I am reading some survey about euclidean sections of convex bodies(http://arxiv.org/abs/1110.6401). It is written that any $k$-dimensional ellipsoid easily seen to have a $k/2$-dimensional section which is a multiple of an Euclidean ball. Can anyone tell me the reference of this fact or how to prove it?
1 Answers
This is a linear algebra question: the claim is equivalent to "given a $k \times k$ positive definite matrix $A$, there is a rank $k/2$ orthogonal projection $P$ such that $PAP$ is a multiple of $P$".
Proof: we show more precisely that, if $\lambda>0$ is a median of the set of eigenvalues of $A$ (i.e. $A$ has at least $k/2$ eigenvalues $\leq \lambda$, and at least $k/2$ eigenvalues $\geq \lambda$, counting multiplicity), then there is rank $k/2$ orthogonal projection such that $PAP = \lambda P$.

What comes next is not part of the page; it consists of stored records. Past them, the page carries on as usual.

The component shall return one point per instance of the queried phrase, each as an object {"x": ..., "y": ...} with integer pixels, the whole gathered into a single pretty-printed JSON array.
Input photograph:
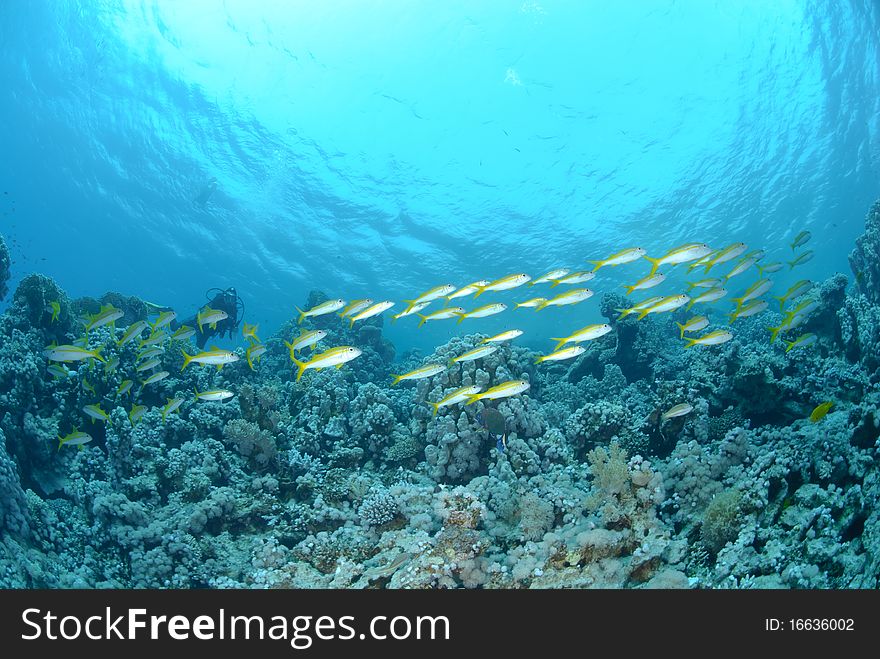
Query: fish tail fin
[
  {"x": 300, "y": 366},
  {"x": 655, "y": 263},
  {"x": 559, "y": 342}
]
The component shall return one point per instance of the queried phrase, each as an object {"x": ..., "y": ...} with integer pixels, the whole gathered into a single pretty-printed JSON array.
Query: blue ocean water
[
  {"x": 156, "y": 152},
  {"x": 379, "y": 150}
]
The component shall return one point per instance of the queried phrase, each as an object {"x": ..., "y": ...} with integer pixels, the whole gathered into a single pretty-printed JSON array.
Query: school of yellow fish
[{"x": 704, "y": 289}]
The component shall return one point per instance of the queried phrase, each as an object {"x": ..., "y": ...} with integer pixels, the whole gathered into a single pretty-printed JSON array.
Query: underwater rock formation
[
  {"x": 865, "y": 257},
  {"x": 5, "y": 263}
]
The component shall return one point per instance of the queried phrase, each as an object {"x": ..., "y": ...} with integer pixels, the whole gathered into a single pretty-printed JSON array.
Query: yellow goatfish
[
  {"x": 530, "y": 304},
  {"x": 625, "y": 256},
  {"x": 442, "y": 314},
  {"x": 213, "y": 357},
  {"x": 712, "y": 295},
  {"x": 68, "y": 353},
  {"x": 457, "y": 396},
  {"x": 573, "y": 296},
  {"x": 802, "y": 341},
  {"x": 420, "y": 373},
  {"x": 550, "y": 276},
  {"x": 801, "y": 239},
  {"x": 504, "y": 336},
  {"x": 711, "y": 339},
  {"x": 254, "y": 351},
  {"x": 677, "y": 410},
  {"x": 133, "y": 332},
  {"x": 320, "y": 309},
  {"x": 727, "y": 254},
  {"x": 211, "y": 317},
  {"x": 797, "y": 289},
  {"x": 681, "y": 254},
  {"x": 644, "y": 304},
  {"x": 574, "y": 278},
  {"x": 800, "y": 260},
  {"x": 694, "y": 324},
  {"x": 409, "y": 311},
  {"x": 670, "y": 303},
  {"x": 482, "y": 312},
  {"x": 469, "y": 289},
  {"x": 504, "y": 284},
  {"x": 754, "y": 291},
  {"x": 741, "y": 267},
  {"x": 588, "y": 333},
  {"x": 820, "y": 411},
  {"x": 333, "y": 357},
  {"x": 250, "y": 332},
  {"x": 705, "y": 283},
  {"x": 566, "y": 353},
  {"x": 369, "y": 312},
  {"x": 476, "y": 353},
  {"x": 431, "y": 295},
  {"x": 304, "y": 340},
  {"x": 356, "y": 306},
  {"x": 644, "y": 283},
  {"x": 503, "y": 390}
]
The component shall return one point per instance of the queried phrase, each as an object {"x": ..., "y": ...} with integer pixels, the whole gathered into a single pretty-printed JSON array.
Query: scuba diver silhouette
[{"x": 226, "y": 300}]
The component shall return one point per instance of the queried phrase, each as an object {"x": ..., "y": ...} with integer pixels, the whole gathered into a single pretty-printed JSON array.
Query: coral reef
[{"x": 341, "y": 480}]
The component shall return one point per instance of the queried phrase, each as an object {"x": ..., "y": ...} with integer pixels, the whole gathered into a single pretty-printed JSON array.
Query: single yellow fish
[
  {"x": 711, "y": 339},
  {"x": 332, "y": 357},
  {"x": 681, "y": 254},
  {"x": 503, "y": 390},
  {"x": 566, "y": 353},
  {"x": 694, "y": 324},
  {"x": 625, "y": 256},
  {"x": 318, "y": 310},
  {"x": 457, "y": 396},
  {"x": 250, "y": 332},
  {"x": 820, "y": 411},
  {"x": 504, "y": 284},
  {"x": 420, "y": 373},
  {"x": 503, "y": 336}
]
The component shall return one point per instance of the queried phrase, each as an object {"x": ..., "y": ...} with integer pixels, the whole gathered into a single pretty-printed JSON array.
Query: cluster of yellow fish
[
  {"x": 697, "y": 254},
  {"x": 147, "y": 362}
]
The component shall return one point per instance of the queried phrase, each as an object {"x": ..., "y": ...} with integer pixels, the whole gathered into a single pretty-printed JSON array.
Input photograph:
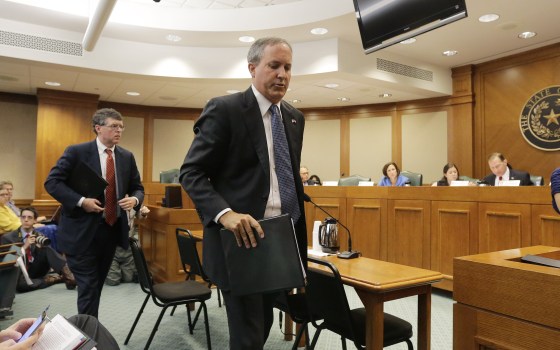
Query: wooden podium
[{"x": 503, "y": 303}]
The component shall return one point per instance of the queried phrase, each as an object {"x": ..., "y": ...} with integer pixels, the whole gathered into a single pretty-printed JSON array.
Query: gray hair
[
  {"x": 256, "y": 51},
  {"x": 101, "y": 115}
]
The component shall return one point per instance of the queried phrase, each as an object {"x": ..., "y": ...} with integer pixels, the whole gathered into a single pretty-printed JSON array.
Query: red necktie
[{"x": 111, "y": 191}]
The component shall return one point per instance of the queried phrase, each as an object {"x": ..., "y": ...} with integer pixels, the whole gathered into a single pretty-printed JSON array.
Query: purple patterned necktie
[{"x": 283, "y": 168}]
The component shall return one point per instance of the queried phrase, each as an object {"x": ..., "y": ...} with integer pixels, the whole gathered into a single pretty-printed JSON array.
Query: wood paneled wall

The case $k=2$ is easy. The general case reduces to it: we can assume that $P$ is diagonal, with first $k/2$ diagonal entries $\geq \lambda$ and last $k/2$ entries $\leq \lambda$. Apply the case $k=2$ to the restriction of $A$ to the space spanned by the $i$-th and $k+1-i$-th vectors of the canonical basis.